Acute Renal Failure: Prevention and Treatment

  Conditions that commonly contribute to medullary ischemia include decreased volume or pressure, exposure to nonsteroidal anti-inflammatory medications and dyes, and sepsis. What is known to work to prevent ARF is avoidance of nephrotoxins, any decrease in perfusion, provision of adequate hydration, and possibly once-a-day dosing of aminoglycosides.[4] What has not been demonstrated to be of benefit is the use of diuretics or dopamine.[1,5,6] Loop diuretics do not work to prevent dye- or ischemic-related renal injuries. Similarly, the preponderance of evidence to date, including a placebo-controlled randomized trial with 328 ICU patients[5] and a meta-analysis that included 18 randomized clinical trials,[6] found no change in mortality, incidence of renal failure, or need for dialysis with dopamine. While dopamine can increase urine output via several mechanisms, including vasodilatation through DA-1 receptors, increased cardiac output via beta-receptor stimulation, increased renal perfusion pressure via alpha-receptor effects, and inhibition of Na-K ATPase at the tubular epithelial level, there is no increase in medullary oxygenation. Indeed, the increased delivery of solutes to the distal tubule increases medullary work and, hence, may worsen ischemia. Dopamine may also increase bowel mucosal ischemia as well as causing tachyarrhythmias and pulmonary shunting.[7] Similarly, other agents, including other DA-1 agonists, atrial natriuretic peptide analogs, and adenosine or calcium antagonists, have not been shown to be effective in preventing renal failure.

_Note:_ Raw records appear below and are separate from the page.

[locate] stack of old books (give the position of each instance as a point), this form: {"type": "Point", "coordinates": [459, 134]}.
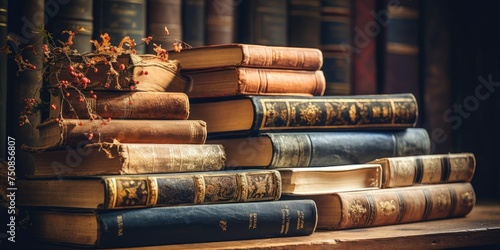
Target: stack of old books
{"type": "Point", "coordinates": [360, 158]}
{"type": "Point", "coordinates": [119, 164]}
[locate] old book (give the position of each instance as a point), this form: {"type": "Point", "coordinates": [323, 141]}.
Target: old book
{"type": "Point", "coordinates": [236, 81]}
{"type": "Point", "coordinates": [140, 72]}
{"type": "Point", "coordinates": [128, 158]}
{"type": "Point", "coordinates": [76, 132]}
{"type": "Point", "coordinates": [120, 105]}
{"type": "Point", "coordinates": [304, 21]}
{"type": "Point", "coordinates": [253, 114]}
{"type": "Point", "coordinates": [427, 169]}
{"type": "Point", "coordinates": [161, 14]}
{"type": "Point", "coordinates": [249, 55]}
{"type": "Point", "coordinates": [318, 149]}
{"type": "Point", "coordinates": [323, 180]}
{"type": "Point", "coordinates": [178, 224]}
{"type": "Point", "coordinates": [262, 22]}
{"type": "Point", "coordinates": [390, 206]}
{"type": "Point", "coordinates": [121, 18]}
{"type": "Point", "coordinates": [335, 41]}
{"type": "Point", "coordinates": [220, 22]}
{"type": "Point", "coordinates": [152, 190]}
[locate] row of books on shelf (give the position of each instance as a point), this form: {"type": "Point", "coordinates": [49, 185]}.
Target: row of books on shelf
{"type": "Point", "coordinates": [155, 166]}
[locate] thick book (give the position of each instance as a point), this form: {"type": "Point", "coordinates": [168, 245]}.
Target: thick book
{"type": "Point", "coordinates": [179, 224]}
{"type": "Point", "coordinates": [249, 55]}
{"type": "Point", "coordinates": [126, 159]}
{"type": "Point", "coordinates": [427, 169]}
{"type": "Point", "coordinates": [237, 81]}
{"type": "Point", "coordinates": [380, 207]}
{"type": "Point", "coordinates": [121, 18]}
{"type": "Point", "coordinates": [253, 114]}
{"type": "Point", "coordinates": [76, 132]}
{"type": "Point", "coordinates": [120, 105]}
{"type": "Point", "coordinates": [262, 22]}
{"type": "Point", "coordinates": [161, 14]}
{"type": "Point", "coordinates": [220, 21]}
{"type": "Point", "coordinates": [318, 149]}
{"type": "Point", "coordinates": [152, 190]}
{"type": "Point", "coordinates": [324, 180]}
{"type": "Point", "coordinates": [127, 72]}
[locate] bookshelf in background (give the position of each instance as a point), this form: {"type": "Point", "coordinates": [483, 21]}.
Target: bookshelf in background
{"type": "Point", "coordinates": [335, 43]}
{"type": "Point", "coordinates": [3, 79]}
{"type": "Point", "coordinates": [262, 22]}
{"type": "Point", "coordinates": [71, 16]}
{"type": "Point", "coordinates": [220, 21]}
{"type": "Point", "coordinates": [161, 14]}
{"type": "Point", "coordinates": [193, 22]}
{"type": "Point", "coordinates": [120, 18]}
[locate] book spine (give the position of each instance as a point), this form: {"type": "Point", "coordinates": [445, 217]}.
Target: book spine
{"type": "Point", "coordinates": [72, 16]}
{"type": "Point", "coordinates": [364, 47]}
{"type": "Point", "coordinates": [70, 133]}
{"type": "Point", "coordinates": [404, 205]}
{"type": "Point", "coordinates": [161, 14]}
{"type": "Point", "coordinates": [401, 55]}
{"type": "Point", "coordinates": [263, 22]}
{"type": "Point", "coordinates": [304, 23]}
{"type": "Point", "coordinates": [193, 22]}
{"type": "Point", "coordinates": [350, 112]}
{"type": "Point", "coordinates": [174, 158]}
{"type": "Point", "coordinates": [223, 187]}
{"type": "Point", "coordinates": [432, 169]}
{"type": "Point", "coordinates": [121, 18]}
{"type": "Point", "coordinates": [220, 21]}
{"type": "Point", "coordinates": [342, 148]}
{"type": "Point", "coordinates": [216, 222]}
{"type": "Point", "coordinates": [335, 43]}
{"type": "Point", "coordinates": [282, 57]}
{"type": "Point", "coordinates": [122, 105]}
{"type": "Point", "coordinates": [3, 79]}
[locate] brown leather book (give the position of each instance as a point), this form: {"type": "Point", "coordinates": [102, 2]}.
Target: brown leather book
{"type": "Point", "coordinates": [120, 105]}
{"type": "Point", "coordinates": [249, 55]}
{"type": "Point", "coordinates": [391, 206]}
{"type": "Point", "coordinates": [427, 169]}
{"type": "Point", "coordinates": [127, 158]}
{"type": "Point", "coordinates": [76, 132]}
{"type": "Point", "coordinates": [151, 190]}
{"type": "Point", "coordinates": [253, 81]}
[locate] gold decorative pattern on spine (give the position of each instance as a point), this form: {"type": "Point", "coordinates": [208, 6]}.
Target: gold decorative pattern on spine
{"type": "Point", "coordinates": [153, 191]}
{"type": "Point", "coordinates": [199, 187]}
{"type": "Point", "coordinates": [242, 187]}
{"type": "Point", "coordinates": [112, 192]}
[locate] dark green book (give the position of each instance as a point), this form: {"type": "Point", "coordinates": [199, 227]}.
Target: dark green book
{"type": "Point", "coordinates": [250, 115]}
{"type": "Point", "coordinates": [181, 224]}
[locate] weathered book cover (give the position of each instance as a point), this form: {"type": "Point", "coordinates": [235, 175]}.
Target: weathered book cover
{"type": "Point", "coordinates": [317, 149]}
{"type": "Point", "coordinates": [427, 169]}
{"type": "Point", "coordinates": [262, 22]}
{"type": "Point", "coordinates": [287, 113]}
{"type": "Point", "coordinates": [179, 224]}
{"type": "Point", "coordinates": [249, 55]}
{"type": "Point", "coordinates": [240, 81]}
{"type": "Point", "coordinates": [152, 190]}
{"type": "Point", "coordinates": [76, 132]}
{"type": "Point", "coordinates": [120, 105]}
{"type": "Point", "coordinates": [126, 159]}
{"type": "Point", "coordinates": [391, 206]}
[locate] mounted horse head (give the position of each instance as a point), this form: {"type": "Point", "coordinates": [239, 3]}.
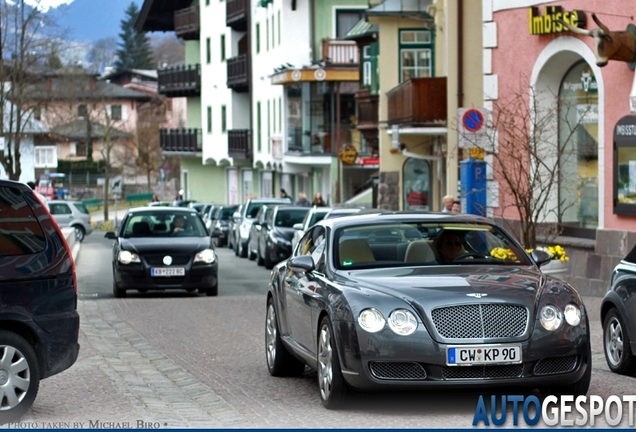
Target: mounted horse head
{"type": "Point", "coordinates": [609, 45]}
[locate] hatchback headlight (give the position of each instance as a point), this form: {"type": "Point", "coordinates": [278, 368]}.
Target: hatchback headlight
{"type": "Point", "coordinates": [371, 320]}
{"type": "Point", "coordinates": [550, 317]}
{"type": "Point", "coordinates": [206, 255]}
{"type": "Point", "coordinates": [572, 314]}
{"type": "Point", "coordinates": [402, 322]}
{"type": "Point", "coordinates": [126, 257]}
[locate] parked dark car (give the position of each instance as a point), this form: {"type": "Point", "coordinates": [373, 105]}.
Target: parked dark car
{"type": "Point", "coordinates": [315, 214]}
{"type": "Point", "coordinates": [276, 233]}
{"type": "Point", "coordinates": [220, 224]}
{"type": "Point", "coordinates": [39, 323]}
{"type": "Point", "coordinates": [618, 315]}
{"type": "Point", "coordinates": [255, 233]}
{"type": "Point", "coordinates": [243, 221]}
{"type": "Point", "coordinates": [163, 248]}
{"type": "Point", "coordinates": [373, 301]}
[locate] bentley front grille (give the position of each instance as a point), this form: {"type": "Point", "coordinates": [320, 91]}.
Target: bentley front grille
{"type": "Point", "coordinates": [397, 370]}
{"type": "Point", "coordinates": [481, 372]}
{"type": "Point", "coordinates": [480, 321]}
{"type": "Point", "coordinates": [555, 365]}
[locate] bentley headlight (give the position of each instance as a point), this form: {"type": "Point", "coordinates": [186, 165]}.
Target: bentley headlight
{"type": "Point", "coordinates": [572, 314]}
{"type": "Point", "coordinates": [371, 320]}
{"type": "Point", "coordinates": [126, 257]}
{"type": "Point", "coordinates": [551, 317]}
{"type": "Point", "coordinates": [402, 322]}
{"type": "Point", "coordinates": [206, 255]}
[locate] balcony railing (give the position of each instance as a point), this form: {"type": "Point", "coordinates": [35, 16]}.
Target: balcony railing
{"type": "Point", "coordinates": [239, 143]}
{"type": "Point", "coordinates": [238, 73]}
{"type": "Point", "coordinates": [339, 52]}
{"type": "Point", "coordinates": [180, 140]}
{"type": "Point", "coordinates": [180, 81]}
{"type": "Point", "coordinates": [418, 102]}
{"type": "Point", "coordinates": [186, 23]}
{"type": "Point", "coordinates": [236, 13]}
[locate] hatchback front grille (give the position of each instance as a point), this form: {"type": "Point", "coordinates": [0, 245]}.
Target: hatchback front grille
{"type": "Point", "coordinates": [482, 372]}
{"type": "Point", "coordinates": [397, 370]}
{"type": "Point", "coordinates": [158, 259]}
{"type": "Point", "coordinates": [555, 365]}
{"type": "Point", "coordinates": [480, 321]}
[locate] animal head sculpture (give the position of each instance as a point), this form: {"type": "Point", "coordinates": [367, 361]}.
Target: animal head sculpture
{"type": "Point", "coordinates": [609, 45]}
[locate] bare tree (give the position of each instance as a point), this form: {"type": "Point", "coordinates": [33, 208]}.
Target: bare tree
{"type": "Point", "coordinates": [22, 43]}
{"type": "Point", "coordinates": [529, 137]}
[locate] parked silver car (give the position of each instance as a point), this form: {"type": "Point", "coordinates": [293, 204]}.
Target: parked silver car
{"type": "Point", "coordinates": [72, 214]}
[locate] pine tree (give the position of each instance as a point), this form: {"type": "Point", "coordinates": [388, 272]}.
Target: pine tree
{"type": "Point", "coordinates": [134, 48]}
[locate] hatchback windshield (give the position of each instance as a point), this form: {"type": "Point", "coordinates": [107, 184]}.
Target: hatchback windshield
{"type": "Point", "coordinates": [163, 224]}
{"type": "Point", "coordinates": [408, 244]}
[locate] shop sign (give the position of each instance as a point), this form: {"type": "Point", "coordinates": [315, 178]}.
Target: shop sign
{"type": "Point", "coordinates": [369, 161]}
{"type": "Point", "coordinates": [547, 23]}
{"type": "Point", "coordinates": [348, 154]}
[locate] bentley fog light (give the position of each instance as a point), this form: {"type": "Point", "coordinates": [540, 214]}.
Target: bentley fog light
{"type": "Point", "coordinates": [126, 257]}
{"type": "Point", "coordinates": [371, 320]}
{"type": "Point", "coordinates": [402, 322]}
{"type": "Point", "coordinates": [572, 314]}
{"type": "Point", "coordinates": [206, 256]}
{"type": "Point", "coordinates": [550, 317]}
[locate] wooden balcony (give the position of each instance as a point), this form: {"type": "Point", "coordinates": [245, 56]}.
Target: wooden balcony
{"type": "Point", "coordinates": [180, 140]}
{"type": "Point", "coordinates": [238, 73]}
{"type": "Point", "coordinates": [236, 14]}
{"type": "Point", "coordinates": [180, 81]}
{"type": "Point", "coordinates": [239, 144]}
{"type": "Point", "coordinates": [368, 106]}
{"type": "Point", "coordinates": [186, 23]}
{"type": "Point", "coordinates": [418, 102]}
{"type": "Point", "coordinates": [340, 52]}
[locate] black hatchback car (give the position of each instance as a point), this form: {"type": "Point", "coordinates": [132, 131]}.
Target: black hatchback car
{"type": "Point", "coordinates": [163, 248]}
{"type": "Point", "coordinates": [618, 315]}
{"type": "Point", "coordinates": [39, 323]}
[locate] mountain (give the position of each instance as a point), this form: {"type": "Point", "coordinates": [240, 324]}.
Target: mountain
{"type": "Point", "coordinates": [91, 20]}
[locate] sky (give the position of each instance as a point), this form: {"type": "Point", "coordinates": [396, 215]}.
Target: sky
{"type": "Point", "coordinates": [87, 20]}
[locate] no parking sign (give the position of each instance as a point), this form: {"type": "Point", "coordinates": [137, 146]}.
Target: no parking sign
{"type": "Point", "coordinates": [472, 128]}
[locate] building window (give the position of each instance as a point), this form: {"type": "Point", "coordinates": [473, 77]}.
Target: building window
{"type": "Point", "coordinates": [82, 111]}
{"type": "Point", "coordinates": [223, 119]}
{"type": "Point", "coordinates": [346, 19]}
{"type": "Point", "coordinates": [416, 54]}
{"type": "Point", "coordinates": [578, 154]}
{"type": "Point", "coordinates": [116, 112]}
{"type": "Point", "coordinates": [45, 157]}
{"type": "Point", "coordinates": [416, 175]}
{"type": "Point", "coordinates": [258, 126]}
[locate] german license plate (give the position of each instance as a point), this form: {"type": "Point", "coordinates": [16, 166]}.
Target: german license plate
{"type": "Point", "coordinates": [168, 271]}
{"type": "Point", "coordinates": [483, 354]}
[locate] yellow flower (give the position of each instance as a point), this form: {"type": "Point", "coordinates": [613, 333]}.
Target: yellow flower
{"type": "Point", "coordinates": [557, 252]}
{"type": "Point", "coordinates": [503, 254]}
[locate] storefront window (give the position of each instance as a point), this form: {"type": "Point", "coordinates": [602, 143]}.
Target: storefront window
{"type": "Point", "coordinates": [416, 184]}
{"type": "Point", "coordinates": [625, 166]}
{"type": "Point", "coordinates": [578, 155]}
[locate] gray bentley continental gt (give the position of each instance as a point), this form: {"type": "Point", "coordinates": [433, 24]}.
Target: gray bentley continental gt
{"type": "Point", "coordinates": [423, 300]}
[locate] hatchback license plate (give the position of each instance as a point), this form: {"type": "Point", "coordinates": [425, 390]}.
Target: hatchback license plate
{"type": "Point", "coordinates": [483, 354]}
{"type": "Point", "coordinates": [170, 271]}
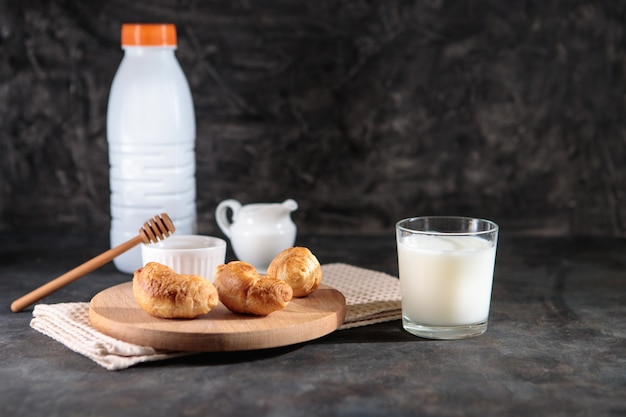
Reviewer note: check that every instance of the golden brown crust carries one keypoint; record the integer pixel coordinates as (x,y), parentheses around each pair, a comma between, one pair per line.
(163,293)
(299,268)
(242,290)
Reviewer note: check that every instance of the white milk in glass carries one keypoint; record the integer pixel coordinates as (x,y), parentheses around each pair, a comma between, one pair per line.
(446,280)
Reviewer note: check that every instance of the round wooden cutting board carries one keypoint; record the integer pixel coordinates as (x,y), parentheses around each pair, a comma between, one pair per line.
(115,312)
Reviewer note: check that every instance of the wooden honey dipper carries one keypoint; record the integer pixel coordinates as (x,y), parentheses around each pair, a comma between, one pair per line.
(157,228)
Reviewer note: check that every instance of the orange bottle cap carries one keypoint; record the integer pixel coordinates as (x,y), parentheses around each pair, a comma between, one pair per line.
(148,34)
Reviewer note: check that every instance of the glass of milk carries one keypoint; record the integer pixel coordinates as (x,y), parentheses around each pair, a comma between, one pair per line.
(446,269)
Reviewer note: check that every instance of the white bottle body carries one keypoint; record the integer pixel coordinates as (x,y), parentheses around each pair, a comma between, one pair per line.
(151,134)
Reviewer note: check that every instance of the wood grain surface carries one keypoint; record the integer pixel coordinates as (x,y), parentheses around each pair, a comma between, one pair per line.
(115,313)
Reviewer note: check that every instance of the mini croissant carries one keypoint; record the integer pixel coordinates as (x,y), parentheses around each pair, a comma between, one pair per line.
(163,293)
(299,268)
(242,290)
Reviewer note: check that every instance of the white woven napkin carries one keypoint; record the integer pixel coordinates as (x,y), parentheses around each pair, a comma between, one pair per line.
(371,297)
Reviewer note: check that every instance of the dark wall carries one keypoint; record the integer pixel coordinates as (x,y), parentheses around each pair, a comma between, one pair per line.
(364,112)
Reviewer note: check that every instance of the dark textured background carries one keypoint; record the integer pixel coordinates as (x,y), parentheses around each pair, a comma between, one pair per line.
(364,112)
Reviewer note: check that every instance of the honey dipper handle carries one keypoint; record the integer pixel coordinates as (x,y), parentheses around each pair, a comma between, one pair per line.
(72,275)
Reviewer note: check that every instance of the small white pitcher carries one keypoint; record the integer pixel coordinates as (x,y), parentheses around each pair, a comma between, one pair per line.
(258,232)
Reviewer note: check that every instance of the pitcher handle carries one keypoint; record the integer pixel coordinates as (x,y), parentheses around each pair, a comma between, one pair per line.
(221,214)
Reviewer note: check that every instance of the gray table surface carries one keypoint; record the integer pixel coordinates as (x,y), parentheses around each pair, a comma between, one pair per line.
(556,345)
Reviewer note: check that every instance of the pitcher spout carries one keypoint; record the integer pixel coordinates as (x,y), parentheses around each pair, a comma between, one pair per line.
(290,205)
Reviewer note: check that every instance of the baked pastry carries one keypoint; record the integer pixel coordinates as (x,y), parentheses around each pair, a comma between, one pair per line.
(163,293)
(299,268)
(242,290)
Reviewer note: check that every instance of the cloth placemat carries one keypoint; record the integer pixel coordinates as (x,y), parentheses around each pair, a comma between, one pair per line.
(371,297)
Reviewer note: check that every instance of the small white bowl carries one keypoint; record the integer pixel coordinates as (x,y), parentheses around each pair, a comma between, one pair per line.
(187,254)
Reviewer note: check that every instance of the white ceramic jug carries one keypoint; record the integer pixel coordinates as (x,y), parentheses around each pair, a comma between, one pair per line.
(258,232)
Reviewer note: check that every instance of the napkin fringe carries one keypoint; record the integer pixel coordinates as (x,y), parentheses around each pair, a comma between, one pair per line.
(371,297)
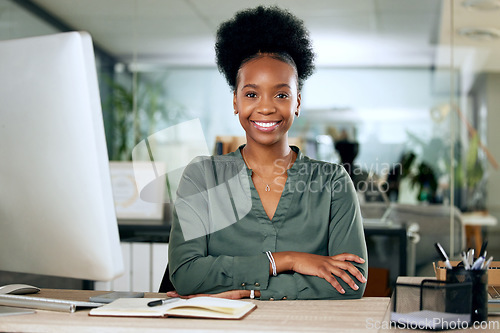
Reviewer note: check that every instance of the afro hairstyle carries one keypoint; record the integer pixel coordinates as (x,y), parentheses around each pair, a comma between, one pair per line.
(263,30)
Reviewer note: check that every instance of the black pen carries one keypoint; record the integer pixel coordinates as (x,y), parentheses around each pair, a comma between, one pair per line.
(162,301)
(443,255)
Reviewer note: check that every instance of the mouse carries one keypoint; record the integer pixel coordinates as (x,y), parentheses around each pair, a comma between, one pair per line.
(18,289)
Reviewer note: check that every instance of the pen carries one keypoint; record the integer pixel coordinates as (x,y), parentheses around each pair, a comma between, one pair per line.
(470,256)
(162,301)
(465,261)
(478,263)
(443,255)
(482,253)
(488,262)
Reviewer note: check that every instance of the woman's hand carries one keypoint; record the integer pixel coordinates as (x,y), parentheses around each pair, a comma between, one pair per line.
(231,294)
(325,267)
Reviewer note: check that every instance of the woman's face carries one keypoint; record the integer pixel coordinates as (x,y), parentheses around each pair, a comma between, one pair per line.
(266,99)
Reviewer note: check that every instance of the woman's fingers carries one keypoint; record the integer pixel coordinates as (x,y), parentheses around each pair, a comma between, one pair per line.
(348,257)
(347,266)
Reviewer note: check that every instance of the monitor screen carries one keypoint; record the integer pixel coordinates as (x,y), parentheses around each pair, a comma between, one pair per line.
(57,214)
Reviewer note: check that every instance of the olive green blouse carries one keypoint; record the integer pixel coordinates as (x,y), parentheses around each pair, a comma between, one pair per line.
(220,231)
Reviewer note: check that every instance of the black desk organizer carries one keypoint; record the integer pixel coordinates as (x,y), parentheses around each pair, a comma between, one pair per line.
(432,305)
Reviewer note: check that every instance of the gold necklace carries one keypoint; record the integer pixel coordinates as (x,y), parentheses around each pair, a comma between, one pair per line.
(268,188)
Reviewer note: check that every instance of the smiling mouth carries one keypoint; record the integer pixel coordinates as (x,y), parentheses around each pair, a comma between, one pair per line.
(266,125)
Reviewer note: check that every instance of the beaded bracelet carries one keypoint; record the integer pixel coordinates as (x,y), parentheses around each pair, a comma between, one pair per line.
(273,263)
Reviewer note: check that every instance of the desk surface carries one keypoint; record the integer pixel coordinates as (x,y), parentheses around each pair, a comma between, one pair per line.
(361,315)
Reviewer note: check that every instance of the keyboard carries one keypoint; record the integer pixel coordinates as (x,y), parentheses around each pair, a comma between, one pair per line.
(41,303)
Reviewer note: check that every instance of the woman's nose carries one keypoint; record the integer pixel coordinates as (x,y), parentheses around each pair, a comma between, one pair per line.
(266,106)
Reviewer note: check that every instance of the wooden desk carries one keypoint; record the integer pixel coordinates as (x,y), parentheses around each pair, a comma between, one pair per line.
(278,316)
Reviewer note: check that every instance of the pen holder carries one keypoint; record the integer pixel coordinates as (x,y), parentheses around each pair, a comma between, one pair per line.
(431,305)
(479,280)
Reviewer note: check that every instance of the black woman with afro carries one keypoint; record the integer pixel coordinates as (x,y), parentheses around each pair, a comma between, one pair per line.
(266,221)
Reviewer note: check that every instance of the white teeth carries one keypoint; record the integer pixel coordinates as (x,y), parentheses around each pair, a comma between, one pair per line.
(266,124)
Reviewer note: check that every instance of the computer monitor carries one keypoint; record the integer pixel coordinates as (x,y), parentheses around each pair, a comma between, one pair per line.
(57,213)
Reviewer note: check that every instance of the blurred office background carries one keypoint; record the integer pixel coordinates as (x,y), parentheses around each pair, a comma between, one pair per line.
(407,89)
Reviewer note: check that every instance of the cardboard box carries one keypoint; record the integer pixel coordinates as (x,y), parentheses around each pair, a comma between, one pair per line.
(493,271)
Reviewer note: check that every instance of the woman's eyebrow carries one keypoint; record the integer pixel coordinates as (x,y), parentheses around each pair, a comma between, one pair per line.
(255,86)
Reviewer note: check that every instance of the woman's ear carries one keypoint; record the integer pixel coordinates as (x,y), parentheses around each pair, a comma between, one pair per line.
(297,112)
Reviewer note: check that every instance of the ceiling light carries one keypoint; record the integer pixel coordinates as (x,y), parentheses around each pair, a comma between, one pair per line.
(480,33)
(482,4)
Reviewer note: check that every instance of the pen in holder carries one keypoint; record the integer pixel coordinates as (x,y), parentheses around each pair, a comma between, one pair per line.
(479,280)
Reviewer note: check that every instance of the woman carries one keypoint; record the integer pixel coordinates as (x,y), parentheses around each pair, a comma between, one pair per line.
(266,221)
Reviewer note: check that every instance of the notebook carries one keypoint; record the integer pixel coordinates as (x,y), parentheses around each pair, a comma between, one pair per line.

  A possible exception to the general lack of demonstrated efficacy from medications is the potential benefit demonstrated with the use of acetylcysteine in the prevention of radiographic contrast agent-induced reductions in renal function.[8] When used along with hydration, a lower incidence of renal dysfunction was seen in the active treatment group (n = 41), which received acetylcysteine twice daily on the day before and day of contrast agent administration. However, other antioxidants have not demonstrated benefit.
  Once established, the treatment for renal failure has 2 primary goals: reversing the renal failure and preventing death. RRT represents the mainstay of therapy, with recent evidence supporting the concept that increased dialysis dose is associated with increased survival.[9] The potential benefit of continuous vs intermittent renal replacement techniques (CRRT vs. IHD) was discussed and remains an issue under active debate. Membrane biocompatibility is well established as an important factor that influences outcome, with synthetic membranes demonstrating superiority over cellulose membranes.
  Dr. Kellum noted that despite an increase in the number of patients developing ARF, the advances made in the understanding of renal physiology, and technical capabilities, consensus regarding optimal therapeutic strategies remains lacking. In an attempt to standardize care and to direct further research, the Acute Dialysis Quality Initiative (which can be accessed at www.adqi.com) was developed.